(b) We have been improved by our public schools. It is a strange providence which, in our public school system, now returns upon the black man something of the interest due him in consideration of unrewarded labors. These schools have given us some choice men and women, who are strong in the work of the church. However, it is in place to say that we have not derived from our public school system all the good which it is capable of bestowing, first, because poor teachers have far too often been put upon the people. But, on the other hand, there has been loss because we have not properly appreciated our needs and opportunities, as considered from an educational point of view. The sessions of the public schools could be supplemented and extended in most cases so as to cover six or eight months of each year.

(c) The Publication Society has rendered substantial aid in the gift of books to our ministers and Sunday Schools as well as by the personal touch and teaching of their Sunday School Missionaries.

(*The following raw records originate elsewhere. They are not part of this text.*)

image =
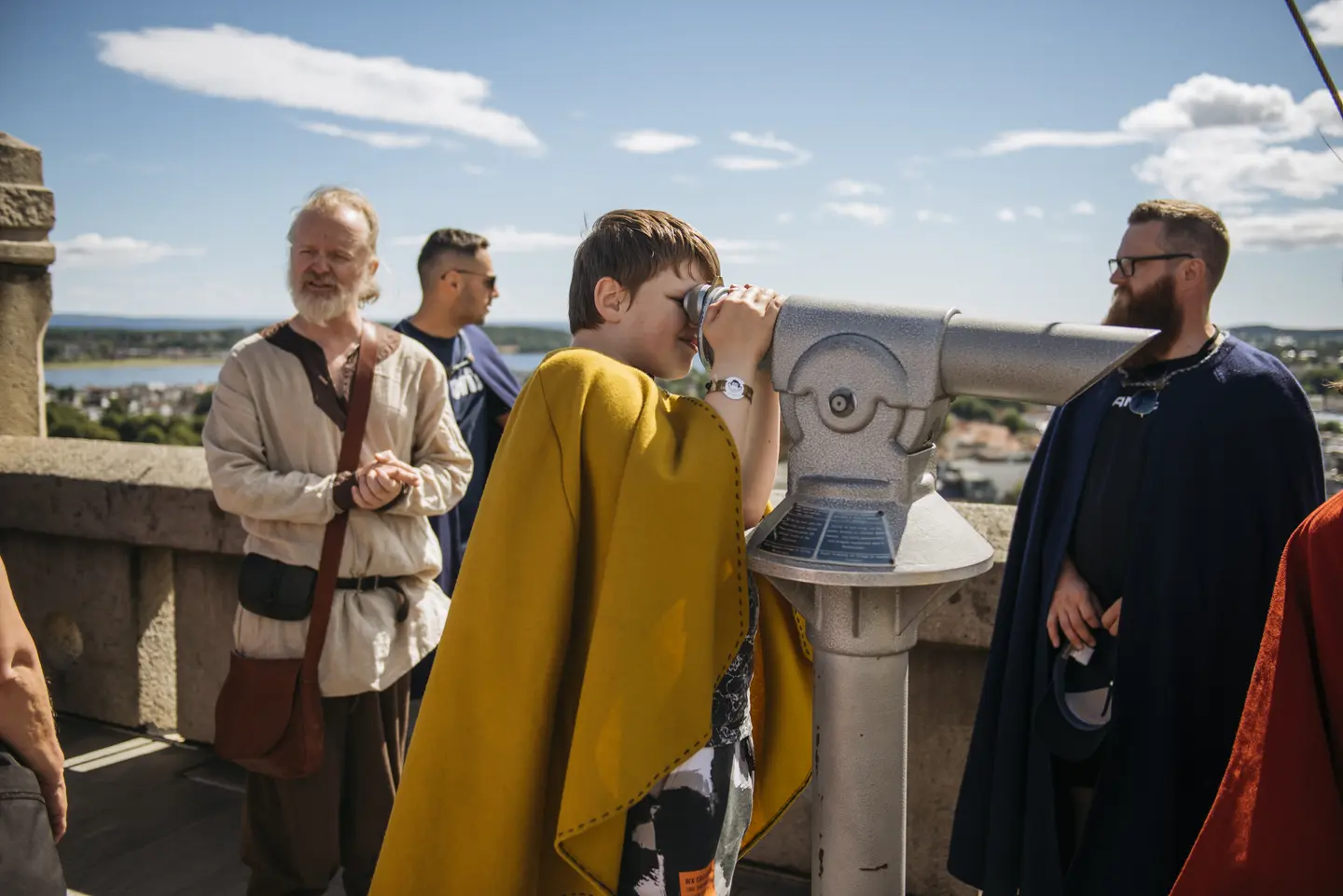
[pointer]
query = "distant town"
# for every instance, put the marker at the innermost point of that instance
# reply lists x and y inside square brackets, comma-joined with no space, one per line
[982,456]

(d) The Missionary Societies of the Baptist women of Chicago and Boston have done a great work among us. Their good missionaries, such as Misses Moore, Knapp, Voss and others whose names will ever be precious to our people, have given themselves to work among our women and girls. They have breathed into our home life their beautiful piety, and they have acquainted our mission bands and church workers with the latest and best methods of labor. We have seen with their eyes and felt with their hearts.

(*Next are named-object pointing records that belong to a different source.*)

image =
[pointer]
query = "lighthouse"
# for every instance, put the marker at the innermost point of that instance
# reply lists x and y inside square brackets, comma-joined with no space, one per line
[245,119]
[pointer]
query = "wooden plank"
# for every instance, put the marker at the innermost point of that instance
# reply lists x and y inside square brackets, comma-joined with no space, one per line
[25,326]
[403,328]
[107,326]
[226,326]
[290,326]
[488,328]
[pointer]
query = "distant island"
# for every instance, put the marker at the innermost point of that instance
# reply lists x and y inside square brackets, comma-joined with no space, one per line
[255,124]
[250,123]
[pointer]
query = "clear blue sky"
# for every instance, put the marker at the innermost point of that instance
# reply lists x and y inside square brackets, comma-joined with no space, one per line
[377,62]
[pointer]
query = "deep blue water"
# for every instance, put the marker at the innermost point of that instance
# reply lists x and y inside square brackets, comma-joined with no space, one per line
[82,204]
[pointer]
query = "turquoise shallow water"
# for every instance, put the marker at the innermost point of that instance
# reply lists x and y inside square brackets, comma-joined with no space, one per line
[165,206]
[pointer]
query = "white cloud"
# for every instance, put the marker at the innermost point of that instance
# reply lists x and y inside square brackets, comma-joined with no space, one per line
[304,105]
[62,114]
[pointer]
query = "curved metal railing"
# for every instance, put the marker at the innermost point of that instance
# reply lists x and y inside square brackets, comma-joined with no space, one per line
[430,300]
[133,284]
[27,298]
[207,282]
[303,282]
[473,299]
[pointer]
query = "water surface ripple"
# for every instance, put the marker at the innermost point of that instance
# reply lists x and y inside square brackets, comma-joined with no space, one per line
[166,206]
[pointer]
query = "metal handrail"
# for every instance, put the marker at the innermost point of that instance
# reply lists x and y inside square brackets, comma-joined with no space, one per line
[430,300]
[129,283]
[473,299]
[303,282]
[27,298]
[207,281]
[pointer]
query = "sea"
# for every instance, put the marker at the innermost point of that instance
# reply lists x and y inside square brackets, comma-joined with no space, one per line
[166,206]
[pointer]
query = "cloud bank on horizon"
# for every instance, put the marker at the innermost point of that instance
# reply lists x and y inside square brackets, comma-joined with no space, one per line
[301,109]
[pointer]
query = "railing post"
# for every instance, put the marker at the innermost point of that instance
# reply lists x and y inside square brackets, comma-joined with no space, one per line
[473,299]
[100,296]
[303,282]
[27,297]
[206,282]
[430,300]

First Baptist Church, Selma, Ala. C. J. Hardy, Pastor.

(e) The Selma University, with one exception, is the source of our greatest blessing. It is simply impossible to estimate the good that has come to Alabama Baptists out of this institution. What it has done is beyond the power of calculation. Only Omniscience can reckon up the good effects of its power upon the people. God be praised for Selma University! When we began the school in 1878, we hadn’t one single graduate in our midst. Since that time graduates have gone forth as follows:

1884.

R. T. Pollard, S. A. Stone, W. W. Posey, T. H. Posey, R. B. Hudson, L. J. Green, C. R. Rodgers, A. A. Bowie, D. T. Gully, A. W. Hines, and Miss Washington, now Mrs. R. T. Pollard.

1885.

J. A. Anthony, W. E Large, J. H. Eason and Mrs. Thompson.